En cas de litige sur une cession internationale de parts de société, la juridiction compétente est celle du débiteur de l’obligation de paiement.

La Convention de Lugano du 16 septembre 1988 (comme d’ailleurs le Règlement CE du 22 décembre 2000 concernant la compétence, la reconnaissance et l’exécution des décisions en matière civile et commerciale) contient des règles de compétence exclusive pour déterminer les juridictions compétentes en matière de sociétés.

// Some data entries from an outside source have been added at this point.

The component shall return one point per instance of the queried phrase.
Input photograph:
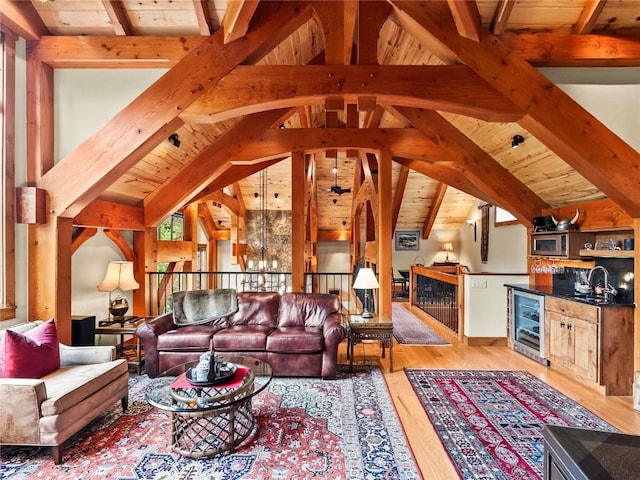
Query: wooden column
(383, 224)
(50, 274)
(298, 229)
(145, 244)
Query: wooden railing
(436, 292)
(162, 284)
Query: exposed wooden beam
(103, 214)
(207, 220)
(98, 161)
(579, 138)
(589, 16)
(237, 17)
(540, 49)
(467, 17)
(476, 164)
(211, 163)
(370, 21)
(556, 50)
(22, 19)
(253, 88)
(397, 199)
(111, 52)
(501, 16)
(201, 9)
(123, 245)
(434, 208)
(445, 174)
(80, 236)
(297, 221)
(118, 17)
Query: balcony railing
(162, 284)
(436, 293)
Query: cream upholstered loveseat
(47, 411)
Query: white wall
(430, 250)
(485, 300)
(507, 245)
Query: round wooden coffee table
(210, 420)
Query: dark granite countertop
(569, 294)
(593, 454)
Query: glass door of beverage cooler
(528, 324)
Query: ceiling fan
(335, 188)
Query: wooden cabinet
(591, 344)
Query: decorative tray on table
(224, 372)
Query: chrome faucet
(608, 289)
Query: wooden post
(298, 229)
(50, 274)
(383, 224)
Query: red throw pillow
(32, 354)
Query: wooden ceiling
(443, 85)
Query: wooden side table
(379, 327)
(127, 328)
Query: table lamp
(447, 247)
(119, 277)
(366, 280)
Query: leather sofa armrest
(20, 412)
(333, 328)
(148, 333)
(86, 355)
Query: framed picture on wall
(407, 240)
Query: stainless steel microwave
(559, 244)
(550, 244)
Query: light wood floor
(427, 449)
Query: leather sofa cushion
(69, 386)
(256, 308)
(241, 338)
(306, 309)
(295, 339)
(195, 337)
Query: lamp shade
(119, 275)
(365, 280)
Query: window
(172, 228)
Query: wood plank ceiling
(460, 147)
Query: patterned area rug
(490, 421)
(308, 428)
(410, 330)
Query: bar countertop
(569, 294)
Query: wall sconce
(516, 141)
(447, 247)
(174, 139)
(472, 223)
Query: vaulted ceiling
(443, 86)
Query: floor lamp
(366, 280)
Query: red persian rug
(490, 421)
(307, 429)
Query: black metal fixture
(174, 139)
(516, 141)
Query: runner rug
(308, 428)
(490, 421)
(410, 330)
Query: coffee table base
(212, 432)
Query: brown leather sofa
(296, 333)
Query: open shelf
(606, 253)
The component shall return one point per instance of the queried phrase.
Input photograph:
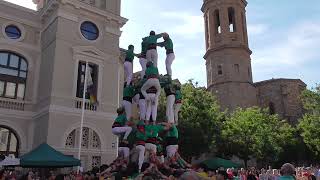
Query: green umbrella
(45, 156)
(215, 163)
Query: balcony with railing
(87, 104)
(13, 104)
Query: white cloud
(296, 47)
(187, 24)
(290, 51)
(257, 29)
(25, 3)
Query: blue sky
(284, 36)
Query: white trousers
(119, 130)
(127, 107)
(142, 109)
(128, 68)
(169, 108)
(176, 112)
(125, 151)
(143, 63)
(150, 83)
(152, 107)
(150, 148)
(141, 149)
(171, 150)
(169, 60)
(135, 99)
(152, 55)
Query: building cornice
(227, 82)
(205, 4)
(20, 20)
(20, 8)
(109, 16)
(222, 47)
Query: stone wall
(282, 96)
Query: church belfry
(228, 62)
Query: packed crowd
(120, 169)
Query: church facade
(228, 65)
(42, 65)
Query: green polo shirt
(152, 39)
(121, 119)
(168, 44)
(173, 132)
(152, 71)
(152, 131)
(129, 55)
(144, 47)
(140, 136)
(128, 91)
(178, 95)
(169, 89)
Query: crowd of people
(120, 169)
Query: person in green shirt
(171, 139)
(128, 93)
(152, 132)
(151, 97)
(170, 94)
(168, 45)
(140, 142)
(178, 103)
(152, 54)
(142, 100)
(143, 58)
(128, 64)
(120, 124)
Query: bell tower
(228, 61)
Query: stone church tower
(228, 61)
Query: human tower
(144, 136)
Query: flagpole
(82, 113)
(117, 141)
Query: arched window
(13, 75)
(9, 143)
(272, 109)
(90, 139)
(237, 68)
(232, 19)
(217, 23)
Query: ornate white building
(42, 65)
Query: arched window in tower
(207, 31)
(217, 22)
(272, 109)
(219, 69)
(9, 142)
(232, 19)
(13, 75)
(236, 68)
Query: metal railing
(87, 105)
(13, 104)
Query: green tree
(253, 132)
(200, 120)
(310, 123)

Mais cette compétence ne prévaut que si le litige peut avoir une incidence sur la validité d’une décision des organes de cette société. A défaut, la Cour de cassation a considéré que d’autres règles déterminent la compétence, notamment en cas de litige portant sur une cession d’actions de société internationale (Cass. com, 16 avr. 2013, n°11-25956).Image3

Cette décision a été rendue a l’occasion des faits suivants : une cession de parts de société avait été conclue entre un Français et des Suisses. La convention, qui avait fait l’objet d’un agrément par le conseil d’administration de cette société, prévoyait que les cessionnaires s’engageaient, en cas de cession ultérieure des actions, à reverser au cédant une partie du prix de revente. Cette revente intervenue, le Français a assigné les Suisses en paiement du complément de prix devant le Tribunal de commerce de Lyon au visa de l’article 16-2 de la Convention de Lugano du 16 septembre 1988. Les cessionnaires suisses ont soulevé l’incompétence du tribunal de commerce sur le fondement de l’article 5-1 de la Convention de Lugano.

La Cour de cassation considère sans surprise que ce Tribunal ne pouvait être compétent sur le fondement de l’article 16-2. En effet, celui-ci retient la compétence exclusive des juridictions du siège d’une société pour connaître de tout litige susceptible d’avoir une incidence sur la validité d’une décision des organes de cette société.

Or, comme l’avait bien jugé la Cour d’appel, le litige portait sur les actes fondant l’obligation, soit les actes de cession, et non sur la validité de la délibération du Conseil d’administration. L’article 5 1) avait donc vocation à s’appliquer qui dispose qu’en matière contractuelle, le défendeur domicilié sur le territoire d’un Etat contractant peut être attrait, dans un autre Etat contractant, devant le tribunal du lieu où l’obligation qui sert de base à la demande a été ou doit être exécutée. Or, selon le droit français (droit du for en l’espèce), le paiement étant quérable, le lieu de l’exécution de l’obligation servant de base à la demande (critère de compétence de l’article 5 1) devait être situé en Suisse, lieu du domicile des débiteurs. Une juridiction suisse aurait donc dû être saisie.